Geht man in unserer Zeit zur Dominikanerbastei in der Wiener Innenstadt,
erinnert nur noch eine Gedenktafel, angebracht an einer Mauer, an das qualvolle Ende eines
Andersdenkenden: genauso gläubig wie alle Christen jener Zeit, aber
mit einer eigenen Auslegung der Heiligen Schrift.
Der Text der Gedenktafel bringt ein Zitat aus einem Werk
des Hingerichteten, in dem er daran erinnert, dass Jesus jede Form
von Gewalt abgelehnt hat.
Und in
der Begebenheit vom fremden Wundertäter, über den die Evangelisten
Markus und Lukas berichten, bestätigt Jesus Hubmaiers Überzeugung
ganz klar.
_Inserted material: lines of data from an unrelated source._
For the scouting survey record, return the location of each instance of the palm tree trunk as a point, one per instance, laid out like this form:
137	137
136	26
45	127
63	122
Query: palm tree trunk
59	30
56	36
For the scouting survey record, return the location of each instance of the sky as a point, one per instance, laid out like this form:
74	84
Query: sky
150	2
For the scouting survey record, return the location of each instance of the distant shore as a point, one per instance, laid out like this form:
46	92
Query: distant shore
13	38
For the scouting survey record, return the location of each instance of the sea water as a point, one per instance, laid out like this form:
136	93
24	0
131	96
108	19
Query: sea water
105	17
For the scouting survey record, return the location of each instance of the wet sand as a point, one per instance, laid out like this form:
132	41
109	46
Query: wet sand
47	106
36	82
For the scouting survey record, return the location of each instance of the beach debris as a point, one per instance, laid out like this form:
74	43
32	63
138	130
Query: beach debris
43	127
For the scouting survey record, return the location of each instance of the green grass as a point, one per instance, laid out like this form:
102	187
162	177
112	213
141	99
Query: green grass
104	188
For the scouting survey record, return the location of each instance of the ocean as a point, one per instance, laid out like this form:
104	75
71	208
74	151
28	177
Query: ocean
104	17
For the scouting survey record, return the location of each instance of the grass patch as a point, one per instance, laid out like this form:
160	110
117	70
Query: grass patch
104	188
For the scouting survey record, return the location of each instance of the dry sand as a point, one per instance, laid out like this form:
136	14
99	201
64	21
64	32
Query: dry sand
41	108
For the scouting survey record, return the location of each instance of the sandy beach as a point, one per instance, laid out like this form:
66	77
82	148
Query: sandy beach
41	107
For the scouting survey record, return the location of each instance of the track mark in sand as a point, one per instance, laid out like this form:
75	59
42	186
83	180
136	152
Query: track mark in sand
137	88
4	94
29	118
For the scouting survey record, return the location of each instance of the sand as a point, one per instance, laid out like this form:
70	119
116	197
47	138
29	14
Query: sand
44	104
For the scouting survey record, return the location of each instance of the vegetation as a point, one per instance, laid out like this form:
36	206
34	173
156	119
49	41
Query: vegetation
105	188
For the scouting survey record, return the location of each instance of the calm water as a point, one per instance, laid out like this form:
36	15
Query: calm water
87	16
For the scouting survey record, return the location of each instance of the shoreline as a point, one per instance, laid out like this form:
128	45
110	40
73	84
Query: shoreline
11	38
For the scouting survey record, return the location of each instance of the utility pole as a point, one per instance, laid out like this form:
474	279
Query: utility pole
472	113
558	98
Auf ihrer Wanderung durch Galiäa machten die Jünger eine
Beobachtung, die sie sehr empörte, und sie beschwerten sich sofort
bei Jesus darüber: „Johannes sprach zu
ihm: Meister, wir sahen einen, der trieb böse Geister in deinem
Namen aus, und wir verboten's ihm, weil er uns nicht nachfolgt. Jesus
aber sprach: Ihr sollt's ihm nicht verbieten. Denn niemand, der ein
Wunder tut in meinem Namen, kann so bald übel von mir reden. Denn
wer nicht gegen uns ist, der ist für uns.“ (Markus
9,38-40)
Die
Kirche, die Jesus gegründet hat, ist ein großes Haus, in dem alle
Platz haben, die ihn anbeten. Entscheidend ist, dass alle, die sich
Christen nennen, an Jesus, unseren Herrn und Gott, seinen Opfertod am
Kreuz und seine leibliche Auferstehung von den Toten glauben. Das
sind die ewig gültigen Wahrheiten des christlichen Glaubens, die
nicht dem Zeitgeist unterliegen dürfen. Sie sind - unabhängig von
Kult und Riten - die verbindenden Elemente aller christlichen Kirchen
und Glaubensgemeinschaften. Jesus wünscht sich ein konflikt- und
gewaltfreies Miteinander aller, die an ihn glauben, und deshalb
fordert er: „Ein neues Gebot gebe ich
euch, dass ihr euch untereinander liebt, wie ich euch geliebt habe,
damit auch ihr einander liebt. Daran wird jedermann erkennen, dass
ihr meine Jünger seid, wenn ihr Liebe untereinander habt!“
(Johannes 13,34.35)
eine gute erinnerung an uns selbst! mit der zeit kann man auch gehen, ohne seine Wurzeln zu vergessen.